Mit dem renommierten Dr. Erich Salomon-Preis zeichnet die Deutsche Gesellschaft für Photographie (DGPh) in diesem Jahr den britischen Photographen Chris Killip aus. Damit würdigt die Gesellschaft eine herausragende Photographenpersönlichkeit ebenso wie ein bedeutendes Werk in der Tradition der großen humanistisch dokumentarischen Photographie. 50 Jahre lang setzte er sich als erstklassiger Photograph, als Kurator und Kritiker sowie von 1991 bis 2017 im Rahmen seiner Lehrtätigkeit an der Harvard University Cambridge Massachusetts, USA, nachhaltig für die Emanzipation und die Vermittlung der Photographie ein. Seine Publikationen, entstanden zwischen 1980 und 2020, gehören zu den beeindruckendsten der Photographie-Literatur. Ohne Killip wäre ein großes Stück britischer Kultur- und Mentalitätsgeschichte unentdeckt geblieben. Seine Photographien und Bildreihen sind kostbare Berichte und Sinnbilder, die den gesellschaftlichen und wirtschaftlichen Wandel von Großbritannien beleuchten. Sie reihen sich in der Geschichte der Photographie neben jene der großen, unverzichtbaren Meister ein und erweisen sich für viele weitere Photograph*innen und Künstler*innengenerationen als inspirierende Vorbilder.

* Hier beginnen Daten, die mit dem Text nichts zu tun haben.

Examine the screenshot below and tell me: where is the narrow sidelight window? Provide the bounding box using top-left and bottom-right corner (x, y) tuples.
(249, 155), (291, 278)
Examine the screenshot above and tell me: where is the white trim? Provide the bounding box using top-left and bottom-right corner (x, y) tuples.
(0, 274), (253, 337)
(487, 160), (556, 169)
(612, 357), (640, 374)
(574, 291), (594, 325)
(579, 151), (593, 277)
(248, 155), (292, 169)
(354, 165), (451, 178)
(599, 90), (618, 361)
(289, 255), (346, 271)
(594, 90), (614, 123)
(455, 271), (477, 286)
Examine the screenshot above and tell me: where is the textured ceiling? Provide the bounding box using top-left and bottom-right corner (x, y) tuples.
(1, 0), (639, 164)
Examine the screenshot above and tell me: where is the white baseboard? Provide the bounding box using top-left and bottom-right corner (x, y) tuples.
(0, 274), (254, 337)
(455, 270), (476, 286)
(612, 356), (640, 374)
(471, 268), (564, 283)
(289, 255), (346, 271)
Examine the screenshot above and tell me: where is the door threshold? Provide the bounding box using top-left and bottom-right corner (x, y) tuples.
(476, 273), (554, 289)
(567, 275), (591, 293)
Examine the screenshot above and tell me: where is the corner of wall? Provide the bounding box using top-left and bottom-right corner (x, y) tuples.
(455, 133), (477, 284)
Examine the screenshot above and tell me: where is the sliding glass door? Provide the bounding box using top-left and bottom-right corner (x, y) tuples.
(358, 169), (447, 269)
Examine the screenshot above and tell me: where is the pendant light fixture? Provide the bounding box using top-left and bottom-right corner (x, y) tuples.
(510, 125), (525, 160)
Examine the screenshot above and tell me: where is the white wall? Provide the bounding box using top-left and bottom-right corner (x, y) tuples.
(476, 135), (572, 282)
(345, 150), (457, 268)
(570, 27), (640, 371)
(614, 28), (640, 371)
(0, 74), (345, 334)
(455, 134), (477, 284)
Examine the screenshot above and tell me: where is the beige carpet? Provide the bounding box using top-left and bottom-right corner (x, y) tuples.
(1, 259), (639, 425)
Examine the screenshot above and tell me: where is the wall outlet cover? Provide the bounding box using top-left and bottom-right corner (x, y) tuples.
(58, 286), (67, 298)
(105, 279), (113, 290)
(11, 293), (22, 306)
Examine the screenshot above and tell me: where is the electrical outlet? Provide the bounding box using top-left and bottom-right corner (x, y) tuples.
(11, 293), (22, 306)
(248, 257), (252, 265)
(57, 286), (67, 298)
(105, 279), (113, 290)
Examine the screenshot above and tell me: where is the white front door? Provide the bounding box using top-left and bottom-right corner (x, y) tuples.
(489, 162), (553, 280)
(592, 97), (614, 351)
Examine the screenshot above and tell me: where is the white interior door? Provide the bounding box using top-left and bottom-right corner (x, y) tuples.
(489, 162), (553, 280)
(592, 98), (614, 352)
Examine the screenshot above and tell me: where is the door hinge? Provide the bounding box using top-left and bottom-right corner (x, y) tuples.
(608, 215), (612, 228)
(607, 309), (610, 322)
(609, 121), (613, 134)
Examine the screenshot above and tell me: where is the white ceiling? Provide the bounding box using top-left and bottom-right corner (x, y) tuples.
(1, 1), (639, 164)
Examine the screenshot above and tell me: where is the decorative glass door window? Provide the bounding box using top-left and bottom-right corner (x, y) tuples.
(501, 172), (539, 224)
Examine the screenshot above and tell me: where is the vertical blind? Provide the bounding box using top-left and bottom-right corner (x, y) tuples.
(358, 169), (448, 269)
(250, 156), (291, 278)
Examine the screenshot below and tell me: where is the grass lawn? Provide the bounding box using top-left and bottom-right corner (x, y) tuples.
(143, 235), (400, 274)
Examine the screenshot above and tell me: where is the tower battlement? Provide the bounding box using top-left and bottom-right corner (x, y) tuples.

Chris Killip, 1946 in Douglas auf der Isle of Man geboren, nahm 1969 seinen Weg in die Tätigkeit als freiberuflicher Photograph auf. Seine frühesten Bilder haben seine Heimat, die Isle of Man, zum Thema. Sie dokumentieren bereits in aller Dichte die photographische Stilsicherheit Killips und seine respektvolle Neugier, seine Feinfühligkeit und seine Aufmerksamkeit, die er den Menschen in ihrem Alltag entgegenbringt und umgekehrt die selbstverständliche Akzeptanz der Porträtierten gegenüber dem Photographen, der mit ihnen direkt oder indirekt in Dialog tritt. Dabei ist Chris Killip die Darstellung des gesamten Lebensraums wichtig: das komplette Gefüge aus Landschaft, Ortschaften, Klima, letztlich den grundsätzlichen und vitalen Rahmenbedingungen, die die Existenz der Menschen betreffen. Diese Bildsprache applizierte Killip auch auf zukünftige Bildzyklen.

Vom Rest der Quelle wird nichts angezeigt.